The HERO Learning Series provides industry professionals with educational opportunities to enhance their performance in the workplace.
What are the “best” best practices? New HERO Study Suggests Organizational and Leadership Support Drives Outcomes
February 5, 2020 11:00 am Central | Register
Sara Johnson, PhD
Steven Noeldner, PhD
Kristi Rahrig Jenkins, PhD, MPH
Many organizations are interested in fostering an organizational culture that supports workforce health and well-being, but there is little research on the specific practices associated with outcomes and insufficient guidance on how to implement the practices effectively. This session highlights findings from a recently completed study leveraging data from 845 organizations completing the HERO Health and Well-being Best Practices Scorecard in Collaboration with Mercer©. The study identified a core set of practices related to organizational and leadership support that predicted higher levels of program participation, health impact, medical cost impact, and employee perceptions of organizational support. A high-level presentation of findings will be followed by an interactive panel discussion about the challenges associated with implementing the identified practices and what employers can do to implement more successful health and well-being initiatives.
Jessica Grossmeier, PhD, MPH, is Vice President of Research at HERO, where she oversees the direction and execution of the HERO research agenda. This includes providing research expertise and consultation to HERO study committees, serving as HERO’s research liaison to external contractors and study collaborators, and serving as Principal Investigator for HERO-sponsored research studies. Prior to joining HERO, Jessica served a variety of research roles which included oversight of research on best practices and outcomes associated with workplace health and well-being programs. She also has served in academic research and teaching roles at the University of Minnesota and the University of Phoenix. Jessica has contributed to more than 50 published papers and is Co-Editor of The Art of Health Promotion and the practitioner section of the American Journal of Health Promotion.
Mary Imboden, PhD, Mary is the membership manager and research associate for HERO. As the membership manager, she is the point of contact for all HERO members. Mary’s research associate role engages her in HERO research committees and HERO-sponsored research projects. Mary received her PhD in human bioenergetics from Ball State University with a primary focus in clinical exercise physiology. She has been fortunate to author and co-author several peer-reviewed publications in this area, as well as present her research findings at the national level including the AHA, ACSM, and AACVPR conferences. She is an advocate for exercise as medicine, and to stay healthy and fit Mary runs and has most recently ventured into trail running since her move to Portland, Oregon.
Sara Johnson, PhD, is co-president & CEO of Pro-Change Behavior Systems, Inc. She is also the co-editor of The Art of Health Promotion. Sara received HERO’s Mark Dundon Research Award and was named the Health Care Services Woman to Watch by Providence Business News in 2018. In 2015, she was selected as a Top 10 Health Promotion Professional by WELCOA. Most recently, she was named one of the 2019 50 on Fire by Rhode Island Inno. She has been the principal investigator on over $6 million in NIH grants to examine the effectiveness of evidence-based health and well-being interventions and has more than 40 publications. Sara received her PhD in clinical psychology from the University of Rhode Island and is currently an adjunct faculty member to the Psychology Department.

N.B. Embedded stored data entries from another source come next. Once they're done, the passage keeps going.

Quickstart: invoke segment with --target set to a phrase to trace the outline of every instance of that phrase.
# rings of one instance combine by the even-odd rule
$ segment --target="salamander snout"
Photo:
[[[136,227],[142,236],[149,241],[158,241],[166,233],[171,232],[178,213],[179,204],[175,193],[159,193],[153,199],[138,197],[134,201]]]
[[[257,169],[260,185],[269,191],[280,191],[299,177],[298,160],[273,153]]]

Steven Noeldner, PhD, is a senior consultant in the Total Health Management specialty practice of Mercer. Steven’s experience includes clinical practice in cardiac and pulmonary rehabilitation, hospital administration, university teaching, research, health and well-being management, corporate benefits and senior leadership (President and Chief Operating Officer). Steven’s education includes an MS in clinical exercise physiology and a PhD in exercise science with concentrations in sport psychology, cardiovascular physiology and biomechanics. He is certified by the American College of Sports Medicine as a Program Director, and serves as the Chair of the Research Committee for the Health Enhancement Research Organization (HERO). Steven has published research papers and book chapters on health and well-being, and is an accomplished speaker and presenter at national and international conferences.

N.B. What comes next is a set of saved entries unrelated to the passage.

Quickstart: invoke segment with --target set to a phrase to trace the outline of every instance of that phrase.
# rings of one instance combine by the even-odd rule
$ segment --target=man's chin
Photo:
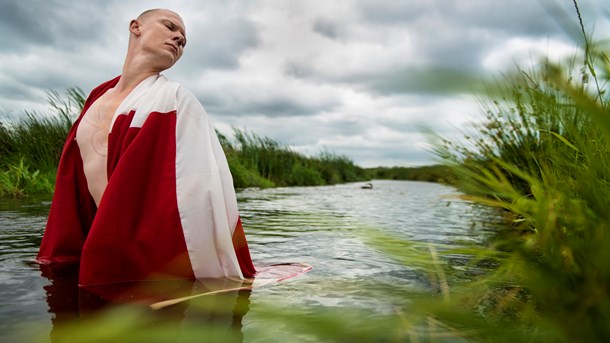
[[[163,62],[159,63],[159,64],[157,65],[157,68],[156,68],[156,69],[158,69],[158,70],[159,70],[159,72],[164,71],[164,70],[167,70],[167,69],[169,69],[169,68],[173,67],[173,66],[174,66],[174,64],[176,64],[176,62],[178,62],[178,60],[177,60],[177,59],[173,59],[173,58],[169,59],[169,58],[167,58],[167,59],[165,59]]]

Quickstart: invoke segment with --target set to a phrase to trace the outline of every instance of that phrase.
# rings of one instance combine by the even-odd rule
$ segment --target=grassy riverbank
[[[85,94],[71,88],[49,93],[51,115],[0,116],[0,196],[51,194],[65,137]],[[366,180],[349,158],[323,151],[305,156],[271,138],[245,130],[219,134],[236,188],[313,186]]]
[[[482,124],[438,147],[468,199],[508,223],[469,251],[495,272],[428,307],[466,336],[610,339],[610,61],[589,37],[582,49],[491,87]]]
[[[316,186],[367,180],[349,158],[323,151],[305,156],[268,137],[235,129],[219,135],[237,188]]]

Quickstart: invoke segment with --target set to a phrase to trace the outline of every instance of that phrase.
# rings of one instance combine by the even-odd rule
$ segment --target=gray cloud
[[[31,100],[38,95],[38,92],[34,89],[13,78],[0,78],[0,86],[2,87],[2,96],[13,100]]]
[[[531,0],[511,1],[447,1],[447,0],[360,0],[362,18],[378,25],[404,25],[411,23],[414,29],[434,35],[434,25],[442,20],[444,25],[462,30],[484,29],[506,35],[547,35],[557,29],[541,3]],[[430,30],[430,31],[428,31]]]
[[[508,3],[480,1],[359,1],[359,13],[375,27],[395,27],[405,31],[404,40],[411,39],[417,63],[408,51],[405,58],[388,68],[342,68],[324,70],[319,58],[288,59],[283,65],[286,75],[318,82],[342,82],[369,87],[379,94],[452,94],[481,88],[481,80],[489,71],[483,60],[491,51],[512,37],[545,37],[558,31],[556,4],[546,7],[529,0]],[[549,15],[553,13],[553,15]],[[341,36],[337,50],[344,42],[361,42],[339,23],[327,19],[314,22],[313,31],[330,39]],[[341,32],[339,34],[338,32]],[[409,34],[412,34],[409,37]],[[561,39],[565,39],[560,34]],[[370,38],[372,39],[372,38]],[[383,44],[380,42],[380,44]],[[393,42],[396,44],[396,42]],[[342,56],[346,58],[346,56]],[[374,61],[371,60],[374,65]],[[342,72],[343,69],[343,72]]]
[[[570,5],[2,0],[0,109],[39,109],[49,89],[89,91],[116,76],[129,19],[170,8],[184,18],[189,42],[166,74],[191,89],[219,127],[247,128],[299,151],[328,149],[365,166],[422,164],[432,155],[422,148],[421,126],[455,134],[480,113],[465,94],[478,92],[491,72],[512,66],[513,56],[562,56],[578,42]],[[598,17],[607,4],[583,2],[581,11],[588,28],[604,28],[597,37],[607,36]]]
[[[218,17],[209,15],[187,23],[188,46],[176,65],[178,71],[192,75],[193,67],[202,71],[236,68],[240,55],[257,46],[256,28],[243,14],[219,12]]]
[[[12,51],[53,46],[75,51],[106,32],[103,6],[86,1],[0,2],[0,44]]]
[[[287,76],[298,79],[307,79],[318,76],[316,75],[318,72],[315,70],[315,65],[313,63],[297,60],[289,60],[284,62],[282,65],[282,72]]]
[[[404,66],[393,70],[362,71],[331,76],[316,70],[313,63],[287,62],[283,71],[286,75],[296,78],[312,79],[317,82],[333,81],[356,88],[365,87],[374,94],[383,95],[400,93],[438,95],[473,93],[481,90],[487,75],[482,68],[453,64],[457,63],[439,62],[437,65]]]
[[[224,115],[263,115],[266,117],[311,116],[322,111],[332,110],[338,105],[330,99],[318,102],[303,102],[296,97],[273,96],[268,98],[234,97],[227,99],[218,94],[203,94],[200,97],[207,111]]]
[[[313,23],[313,31],[325,37],[335,39],[343,34],[338,23],[328,19],[318,19]]]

Kristi Rahrig Jenkins, PhD, MPH, is the Research Program Manager for MHealthy, the health and well-being initiative for the University of Michigan’s faculty, staff, and dependents. Kristi has more than sixteen years of experience in research units at the university. Before joining MHealthy in 2009, Kristi worked for the university’s Addiction Research Center and the Institute for Social Research, exploring research questions related to health and health behavior across the life course, particularly issues related to chronic disease, family relationships, social and psychological aspects of health, and population health. Kristi holds an MPH in community health education from the University of South Florida and a PhD in Sociology from Wayne State University.